Standing privileges — admin memberships that exist whether the human is using them or not — are the largest blast-radius multiplier in any privileged-access model. Just-in-time access collapses the window during which a credential is exploitable to the minutes the work actually requires. The math is unambiguous; the operational pattern is what makes it real.

The blast-radius math

Consider a domain admin who is on call but actively performs privileged work for, say, 30 minutes per week. With standing privileges, the credential is exploitable 168 hours a week. With JIT, it is exploitable 30 minutes per week. The exposure ratio is 336 to 1 in favor of JIT. That is not a tuning improvement; that is a structural difference.

The math holds even when JIT is "loose" — a 4-hour window per activation rather than a tight 15 minutes.

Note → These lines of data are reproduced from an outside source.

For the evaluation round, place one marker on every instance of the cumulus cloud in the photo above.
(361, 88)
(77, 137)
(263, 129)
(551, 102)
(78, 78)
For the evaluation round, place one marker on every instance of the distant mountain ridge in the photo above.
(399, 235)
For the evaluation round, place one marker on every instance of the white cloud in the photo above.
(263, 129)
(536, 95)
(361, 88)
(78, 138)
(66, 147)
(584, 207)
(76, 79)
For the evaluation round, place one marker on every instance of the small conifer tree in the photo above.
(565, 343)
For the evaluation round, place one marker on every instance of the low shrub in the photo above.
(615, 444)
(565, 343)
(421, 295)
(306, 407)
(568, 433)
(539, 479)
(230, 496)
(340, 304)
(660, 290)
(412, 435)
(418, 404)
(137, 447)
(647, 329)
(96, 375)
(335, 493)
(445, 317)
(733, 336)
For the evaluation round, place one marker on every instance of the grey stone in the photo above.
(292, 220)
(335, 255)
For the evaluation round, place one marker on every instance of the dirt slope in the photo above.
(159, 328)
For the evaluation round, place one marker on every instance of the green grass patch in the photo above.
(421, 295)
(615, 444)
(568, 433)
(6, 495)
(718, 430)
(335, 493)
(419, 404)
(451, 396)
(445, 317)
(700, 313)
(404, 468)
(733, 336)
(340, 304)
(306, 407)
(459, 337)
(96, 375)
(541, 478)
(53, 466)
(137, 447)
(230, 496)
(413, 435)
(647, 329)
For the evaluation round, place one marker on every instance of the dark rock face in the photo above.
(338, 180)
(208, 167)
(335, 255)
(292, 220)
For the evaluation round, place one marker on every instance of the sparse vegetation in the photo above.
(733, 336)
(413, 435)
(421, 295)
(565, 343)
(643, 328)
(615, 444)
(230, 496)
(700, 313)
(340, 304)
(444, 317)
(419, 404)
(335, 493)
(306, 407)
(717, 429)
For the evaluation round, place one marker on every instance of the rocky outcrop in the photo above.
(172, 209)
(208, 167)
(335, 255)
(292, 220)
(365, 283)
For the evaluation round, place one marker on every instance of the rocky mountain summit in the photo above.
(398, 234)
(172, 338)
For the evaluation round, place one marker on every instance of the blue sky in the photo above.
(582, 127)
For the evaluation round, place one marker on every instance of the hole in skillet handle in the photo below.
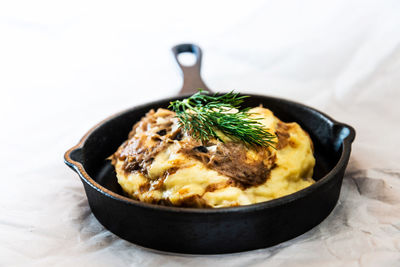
(341, 133)
(192, 80)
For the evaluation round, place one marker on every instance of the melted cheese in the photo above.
(293, 172)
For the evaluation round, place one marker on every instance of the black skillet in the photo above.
(211, 231)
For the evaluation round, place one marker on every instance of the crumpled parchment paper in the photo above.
(66, 66)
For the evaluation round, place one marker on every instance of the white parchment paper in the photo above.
(66, 66)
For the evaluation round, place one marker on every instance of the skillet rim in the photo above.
(341, 163)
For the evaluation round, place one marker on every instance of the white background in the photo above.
(64, 66)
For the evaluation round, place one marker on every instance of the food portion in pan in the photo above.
(205, 151)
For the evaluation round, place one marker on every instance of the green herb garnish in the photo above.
(202, 115)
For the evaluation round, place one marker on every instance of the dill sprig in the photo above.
(202, 115)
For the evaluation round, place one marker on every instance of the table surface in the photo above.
(66, 66)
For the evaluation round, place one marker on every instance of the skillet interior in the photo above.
(211, 231)
(327, 137)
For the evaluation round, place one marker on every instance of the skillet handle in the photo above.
(191, 74)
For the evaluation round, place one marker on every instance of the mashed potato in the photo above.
(158, 164)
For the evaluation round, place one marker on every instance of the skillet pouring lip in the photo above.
(78, 167)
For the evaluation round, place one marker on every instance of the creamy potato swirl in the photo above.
(160, 164)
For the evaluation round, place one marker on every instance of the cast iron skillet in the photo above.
(211, 231)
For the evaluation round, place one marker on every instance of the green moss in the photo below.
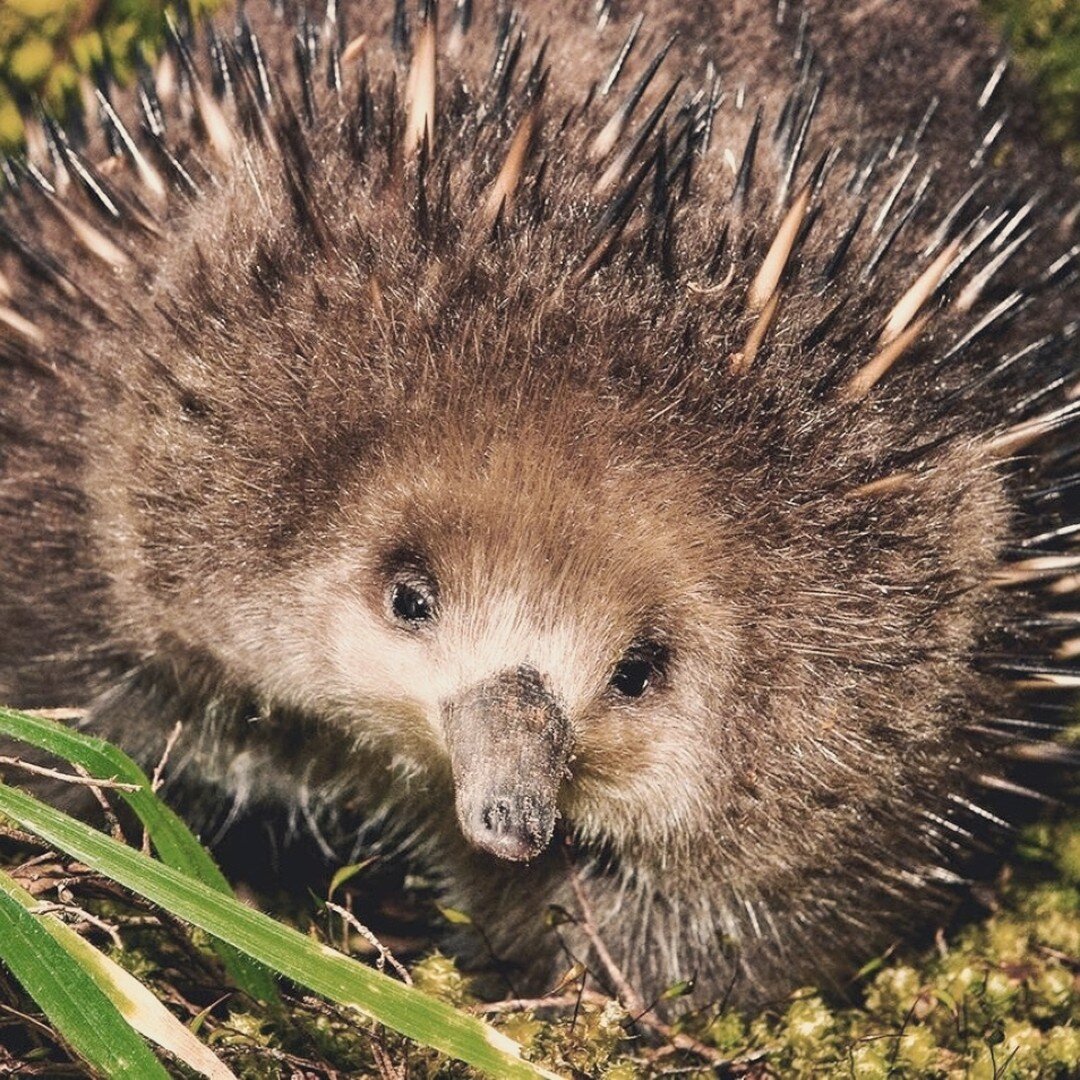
(1045, 38)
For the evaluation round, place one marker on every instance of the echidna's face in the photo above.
(531, 631)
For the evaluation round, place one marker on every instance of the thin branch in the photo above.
(385, 955)
(632, 1001)
(85, 781)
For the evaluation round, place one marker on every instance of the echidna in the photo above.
(606, 450)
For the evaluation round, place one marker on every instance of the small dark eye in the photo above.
(643, 666)
(413, 603)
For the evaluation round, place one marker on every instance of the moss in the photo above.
(1045, 38)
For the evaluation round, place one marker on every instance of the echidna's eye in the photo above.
(643, 666)
(413, 603)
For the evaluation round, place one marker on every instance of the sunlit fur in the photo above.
(335, 360)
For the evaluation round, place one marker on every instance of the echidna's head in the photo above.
(540, 541)
(542, 624)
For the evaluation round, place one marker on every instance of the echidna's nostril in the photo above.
(510, 826)
(497, 815)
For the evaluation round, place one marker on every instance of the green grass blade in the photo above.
(133, 1000)
(318, 967)
(69, 997)
(172, 839)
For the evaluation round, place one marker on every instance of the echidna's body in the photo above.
(469, 422)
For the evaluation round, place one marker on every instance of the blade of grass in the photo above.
(133, 1000)
(172, 839)
(305, 961)
(69, 997)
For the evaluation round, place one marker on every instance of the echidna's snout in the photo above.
(510, 745)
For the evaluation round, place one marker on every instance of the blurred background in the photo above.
(45, 45)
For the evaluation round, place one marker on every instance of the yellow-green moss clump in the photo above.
(1045, 37)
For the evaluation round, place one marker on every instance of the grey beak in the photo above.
(510, 747)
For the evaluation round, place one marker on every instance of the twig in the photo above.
(44, 907)
(163, 760)
(632, 1001)
(85, 780)
(96, 788)
(385, 955)
(58, 714)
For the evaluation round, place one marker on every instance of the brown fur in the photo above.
(321, 375)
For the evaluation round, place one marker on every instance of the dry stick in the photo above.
(95, 788)
(156, 780)
(632, 1001)
(385, 955)
(162, 761)
(44, 907)
(85, 780)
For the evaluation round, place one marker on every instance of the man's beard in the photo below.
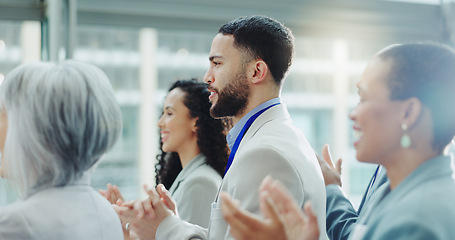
(232, 99)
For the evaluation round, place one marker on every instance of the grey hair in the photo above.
(61, 119)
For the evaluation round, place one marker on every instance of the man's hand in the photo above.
(297, 225)
(331, 173)
(145, 216)
(245, 225)
(283, 217)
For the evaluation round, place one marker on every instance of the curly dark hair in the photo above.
(211, 137)
(263, 38)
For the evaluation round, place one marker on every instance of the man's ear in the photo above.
(260, 71)
(412, 111)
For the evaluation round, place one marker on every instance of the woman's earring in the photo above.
(405, 139)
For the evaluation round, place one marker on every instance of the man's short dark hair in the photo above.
(263, 38)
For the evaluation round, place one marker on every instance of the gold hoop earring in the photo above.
(405, 141)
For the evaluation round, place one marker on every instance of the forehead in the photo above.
(174, 98)
(223, 47)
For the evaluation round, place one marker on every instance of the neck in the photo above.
(256, 98)
(404, 163)
(188, 152)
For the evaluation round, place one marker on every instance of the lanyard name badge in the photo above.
(242, 133)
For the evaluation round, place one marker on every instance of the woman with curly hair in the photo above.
(193, 154)
(194, 150)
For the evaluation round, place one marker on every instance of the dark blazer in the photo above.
(340, 214)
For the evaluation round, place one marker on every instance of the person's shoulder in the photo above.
(13, 219)
(204, 175)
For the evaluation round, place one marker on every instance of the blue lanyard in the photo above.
(242, 133)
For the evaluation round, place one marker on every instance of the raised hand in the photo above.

Loose JIT (say, 8 activations of 4 hours each per week = 32 hours exploitable) is still a 5x reduction over standing membership. The marginal hardening from tightening the window is real but secondary; the big win is getting off the 24×7 floor.

The objections, addressed

"It is going to slow my admins down."

Slightly, yes — by exactly the time it takes to click "Activate" in the PAM portal. Implementations we have measured add about 20 seconds per activation. Anyone who claims the friction is higher is describing an approval-required activation, which is a separate (sometimes intentional) cost. For self-service JIT, the friction is negligible relative to the security benefit.

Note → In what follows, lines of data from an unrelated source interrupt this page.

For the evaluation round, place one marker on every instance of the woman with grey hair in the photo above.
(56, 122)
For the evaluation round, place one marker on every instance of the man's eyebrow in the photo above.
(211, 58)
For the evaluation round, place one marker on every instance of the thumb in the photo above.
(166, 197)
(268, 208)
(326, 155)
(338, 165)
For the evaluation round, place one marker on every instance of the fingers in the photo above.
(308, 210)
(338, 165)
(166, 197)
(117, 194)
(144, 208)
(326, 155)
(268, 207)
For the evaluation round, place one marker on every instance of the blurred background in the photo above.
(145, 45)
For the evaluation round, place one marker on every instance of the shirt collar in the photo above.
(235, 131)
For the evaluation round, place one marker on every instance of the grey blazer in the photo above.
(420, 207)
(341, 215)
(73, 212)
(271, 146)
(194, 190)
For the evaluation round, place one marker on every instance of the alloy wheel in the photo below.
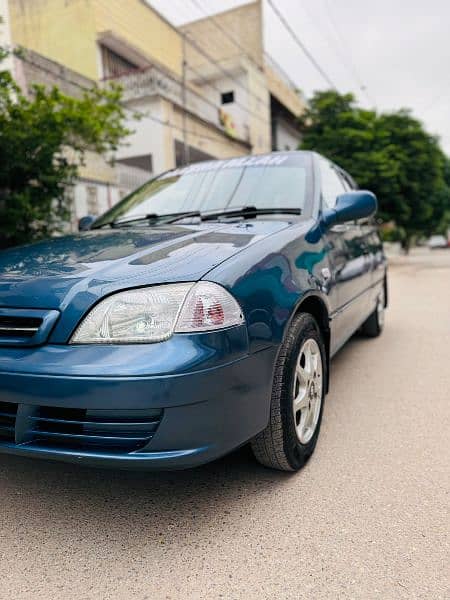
(307, 392)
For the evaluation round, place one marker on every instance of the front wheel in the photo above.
(298, 394)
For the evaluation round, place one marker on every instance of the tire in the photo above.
(281, 445)
(374, 325)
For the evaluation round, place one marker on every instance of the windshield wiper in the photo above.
(250, 212)
(155, 218)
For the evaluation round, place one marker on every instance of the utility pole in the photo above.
(184, 103)
(5, 34)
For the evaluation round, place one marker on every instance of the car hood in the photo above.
(80, 269)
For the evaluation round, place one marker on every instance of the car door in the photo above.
(350, 261)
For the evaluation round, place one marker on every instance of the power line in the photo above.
(300, 44)
(222, 69)
(214, 87)
(346, 59)
(226, 33)
(139, 113)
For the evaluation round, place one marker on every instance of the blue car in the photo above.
(198, 314)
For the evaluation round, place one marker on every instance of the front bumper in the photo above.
(211, 396)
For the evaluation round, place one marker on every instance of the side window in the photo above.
(332, 185)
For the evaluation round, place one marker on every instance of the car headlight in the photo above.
(153, 314)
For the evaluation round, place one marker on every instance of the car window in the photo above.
(268, 181)
(332, 185)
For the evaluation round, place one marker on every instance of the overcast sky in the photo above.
(399, 50)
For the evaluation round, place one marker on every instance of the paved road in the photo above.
(367, 518)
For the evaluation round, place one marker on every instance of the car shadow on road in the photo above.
(98, 503)
(153, 503)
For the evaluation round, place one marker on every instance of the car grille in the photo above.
(7, 421)
(78, 429)
(25, 327)
(21, 327)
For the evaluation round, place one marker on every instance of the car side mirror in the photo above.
(84, 224)
(350, 207)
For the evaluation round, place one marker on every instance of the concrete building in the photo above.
(227, 60)
(206, 90)
(5, 34)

"What if the admin needs access during an incident at 3 a.m.?"

Two answers. First, self-service activation is available at 3 a.m. just like it is at 3 p.m. Second, for the genuine emergency where even self-service is too slow, that is exactly what break-glass accounts are for. They retain standing membership, they are vaulted, they alarm when used, and they are post-reviewed within 24 hours. Break-glass is the safety valve that lets the rest of the system be strict.

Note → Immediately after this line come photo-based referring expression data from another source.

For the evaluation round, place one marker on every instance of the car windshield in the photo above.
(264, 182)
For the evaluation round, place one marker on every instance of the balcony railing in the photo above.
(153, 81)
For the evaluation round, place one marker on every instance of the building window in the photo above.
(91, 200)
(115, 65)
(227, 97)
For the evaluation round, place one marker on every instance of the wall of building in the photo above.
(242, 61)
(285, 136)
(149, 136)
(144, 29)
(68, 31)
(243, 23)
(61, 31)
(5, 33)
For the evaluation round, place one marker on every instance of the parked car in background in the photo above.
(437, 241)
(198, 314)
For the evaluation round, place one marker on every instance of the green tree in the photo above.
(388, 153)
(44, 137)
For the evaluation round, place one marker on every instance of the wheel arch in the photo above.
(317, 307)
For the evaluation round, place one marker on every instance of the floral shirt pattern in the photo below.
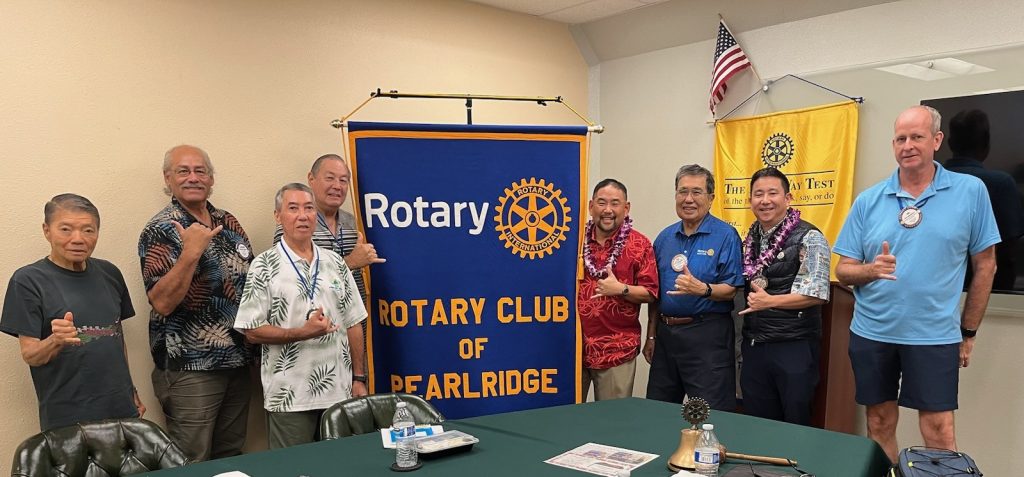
(312, 374)
(611, 324)
(199, 334)
(815, 256)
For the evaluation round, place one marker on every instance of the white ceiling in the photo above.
(569, 11)
(613, 29)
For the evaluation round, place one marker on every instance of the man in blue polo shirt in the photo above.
(904, 249)
(690, 336)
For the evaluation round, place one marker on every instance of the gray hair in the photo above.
(72, 203)
(936, 119)
(290, 186)
(328, 157)
(695, 170)
(169, 159)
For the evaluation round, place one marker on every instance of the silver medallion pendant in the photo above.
(910, 216)
(679, 262)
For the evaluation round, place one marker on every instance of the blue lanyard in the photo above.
(308, 291)
(900, 205)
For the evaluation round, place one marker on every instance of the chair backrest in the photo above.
(114, 447)
(369, 414)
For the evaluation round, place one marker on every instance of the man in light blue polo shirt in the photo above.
(690, 337)
(904, 248)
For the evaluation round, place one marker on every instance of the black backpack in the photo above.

"My service accounts cannot click a button."

Correct, and they should not be on the same model as humans. Service accounts use credential injection (the application authenticates to the vault and receives a credential per request) or workload identity (the application proves what it is via a cryptographic identity and gets short-lived tokens). Neither of those flows requires a human in the loop.

The activation workflow that scales

Three knobs differentiate a JIT workflow that works in production from one that gets bypassed:

1. Activation latency. The button-to-membership delay must be sub-second for self-service tiers. If it is not, admins will hoard pre-activated sessions, which defeats the point.
2. Justification capture. Every activation logs a free-text reason. Reviewers later sample 10% and ask whether the reason fits the action that followed. This is how culture catches up to the control.
3. Auto-revocation reliability. The membership must come off at expiry even if the session crashed, the user closed their laptop, or the network split. Anything less, and a stale activation becomes the same problem as standing privilege.

How DataDike implements JIT

DataDike treats activation as a first-class object: an artifact with an owner, a target, a justification, an approval chain (optional), a duration, and a recorded session attached. The platform writes membership into the directory at activation, captures the resulting session in full, and removes membership at expiry — irrespective of whether the user remembered to log out. Every state transition is timestamped, hash-chained, and SIEM-forwarded.

Typical first targets are Linux SSH (eliminate root or sudo NOPASSWD), Windows RDP (eliminate cached Domain Admin), and database DBA sessions (eliminate shared passwords). After those three, the marginal target picks up dramatically less risk.